Inauguracja rozgrywek IV ligi odbyła się zaledwie trzy dni temu, a już dziś piłkarze Orlicza walczyli o pierwsze ligowe punkty Rywalem suchedniowskich Orłów był inny beniaminek GKS Rudki. Spotkanie zakończyło się zwycięstwem gości 2:3.

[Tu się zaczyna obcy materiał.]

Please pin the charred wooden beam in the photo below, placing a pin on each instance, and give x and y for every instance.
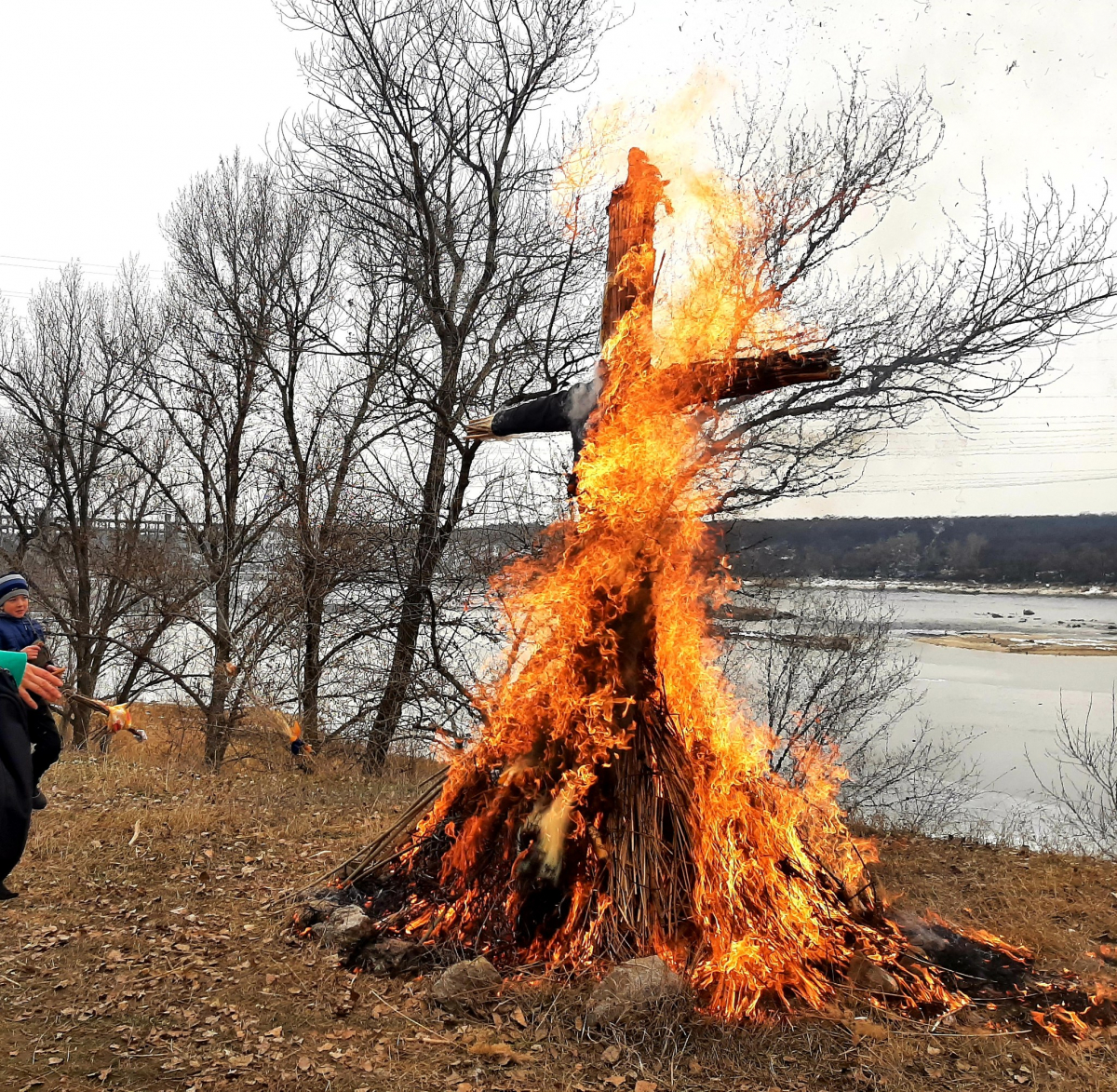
(568, 411)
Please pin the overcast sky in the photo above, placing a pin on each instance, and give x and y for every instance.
(111, 106)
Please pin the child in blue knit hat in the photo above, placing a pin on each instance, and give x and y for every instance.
(21, 633)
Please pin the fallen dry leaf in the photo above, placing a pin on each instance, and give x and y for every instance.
(501, 1051)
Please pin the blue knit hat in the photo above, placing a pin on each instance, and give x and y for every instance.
(12, 586)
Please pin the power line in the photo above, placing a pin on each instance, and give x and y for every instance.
(8, 259)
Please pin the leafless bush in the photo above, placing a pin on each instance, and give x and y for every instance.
(822, 667)
(1083, 791)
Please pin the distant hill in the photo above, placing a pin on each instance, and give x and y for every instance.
(1010, 549)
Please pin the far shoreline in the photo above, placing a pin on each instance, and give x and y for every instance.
(944, 587)
(1015, 643)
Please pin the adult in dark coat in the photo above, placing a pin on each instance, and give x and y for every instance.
(20, 632)
(16, 778)
(16, 769)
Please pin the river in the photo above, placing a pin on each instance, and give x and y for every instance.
(1009, 703)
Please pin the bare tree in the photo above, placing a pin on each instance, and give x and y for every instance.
(241, 294)
(81, 519)
(963, 330)
(427, 144)
(336, 405)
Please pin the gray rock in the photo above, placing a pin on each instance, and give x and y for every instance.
(466, 983)
(635, 985)
(391, 956)
(867, 975)
(345, 928)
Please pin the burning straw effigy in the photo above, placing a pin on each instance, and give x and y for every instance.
(618, 802)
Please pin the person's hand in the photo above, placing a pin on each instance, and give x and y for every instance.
(42, 682)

Obie drużyny rywalizowały ze sobą w lidze okręgowej, wtedy dwukrotnie lepszy był Orlicz wygrywając w pierwszym meczu 2:0 i w rewanżu 3:1. Czwarta liga rządzi się jednak swoimi prawami. W pierwszym meczu drużyna z Rudek zremisowała z z Pogonią Staszów 1:1, zdobywając tym samym pierwszy punkt w lidze, Orlicz przegrał przed własną publicznością z Buskiem Zdrój 0:2. Środowe spotkanie było okazją dla obu drużyna na zdobycie kompletu punktów, trzy punkty zdobyli piłkarze z Rudek.
- Gratuluje drużynie z Rudek. To nie będzie zawsze tak,że będziemy z nimi wygrywali. Dzisiaj to oni zainkasowali trzy punkty i trzeba to przyznać, że zrobili to zasłużenie. Widać, że mają bardziej doświadczony zespół, widać, że więcej jakości piłkarskiej jest po stronie GKS. O ile, na wiosnę, w klasie okręgowej potrafiliśmy ich zdominować, tak dziś nie udało się tego zrobić - mówił po meczu trener Mariusz Arczewski
- Pierwsze 30 minut meczu, to było dobre pół godziny w naszym wykonaniu, stworzyliśmy sobie kilka wyśmienitych sytuacji, niestety nie wykorzystaliśmy. Wygrywaliśmy 1:0 i mieliśmy mecz pod kontrolą, niestety, jeden błąd zadecydował, że goście wyrównali, poszli za ciosem, strzelili drugą bramkę - mówił trener.
-W drugą połowę po prostu nie weszliśmy, szybko strzeliliśmy trzecią bramkę, zaczął się chaos i nerwowość. Mimo wszystko pozbieraliśmy się w końcówce, strzeliliśmy bramkę, złapaliśmy kontakt. Niestety nie udało się wyrównać - powiedział szkoleniowiec Orłów.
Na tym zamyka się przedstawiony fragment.